Mike Shuster

Mike Shuster is an award-winning diplomatic correspondent and roving foreign correspondent for NPR News. He is based at NPR West, in Culver City, CA. When not traveling outside the U.S., Shuster covers issues of nuclear non-proliferation and weapons of mass destruction, terrorism, and the Pacific Rim.

In recent years, Shuster has helped shape NPR’s extensive coverage of the Middle East as one of the leading reporters to cover this region – traveling in the spring of 2007 to Iraq to cover the increased deployment of American forces in Baghdad. He has traveled frequently to Iran – seven times since 2004 – to report on Iran's nuclear program and political changes there. He has also reported frequently from Israel, covering the 2006 war with Hezbollah, the pullout from Gaza in 2005 and the second intifada that erupted in 2000. His 2007 week-long series "The Partisans of Ali" explored the history of Shi'ite faith and politics, providing a rare, comprehensive look at the complexities of the Islamic religion and its impact on the Western world.

Shuster has won numerous awards for his reporting. He was part of the NPR News team to be recognized with a Peabody Award for coverage of September 11th and its aftermath. He was also part of the NPR News teams to receive Alfred I. duPont-Columbia University Awards for coverage of the Iraq War (2007 and 2004); September 11th and the war in Afghanistan (2003); and the Gulf War (1992). In 2003, Shuster was honored for his series "The Middle East: A Century of Conflict" with an Overseas Press Club Lowell Thomas Award and First in Documentary Reporting from the National Headliner Awards. He also received an honorable mention from the Overseas Press Club in 1999, and the SAJA Journalism Award in 1998.

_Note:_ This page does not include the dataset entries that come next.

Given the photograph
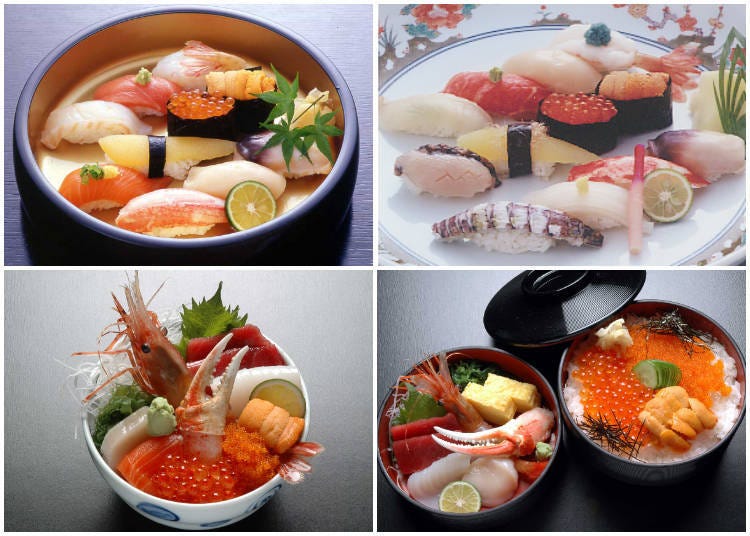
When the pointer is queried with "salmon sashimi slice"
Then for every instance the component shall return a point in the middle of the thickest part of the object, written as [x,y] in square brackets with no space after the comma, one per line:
[511,96]
[89,194]
[144,99]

Through his reporting for NPR, Shuster has also taken listeners to India and Pakistan, the Central Asian nations of Uzbekistan, Turkmenistan, and Tajikistan, and the Congo. He was NPR's senior Moscow correspondent in the early 1990s, when he covered the collapse of the Soviet Union and a wide range of political, economic, and social issues in Russia and the other independent states of the former Soviet Union.

From September 1989 to June 1991, Shuster was stationed in England as senior editor of NPR's London Bureau. For two months in early 1991, he was assigned to Saudi Arabia to cover the Gulf War. While at the London Bureau, Shuster also covered the unification of Germany, from the announcement of the opening of the Berlin Wall to the establishment of a single currency for that country. He traveled to Germany monthly during this time to trace the revolution there, from euphoria over the freedom to travel, to the decline of the Communist Party, to the newly independent country's first free elections.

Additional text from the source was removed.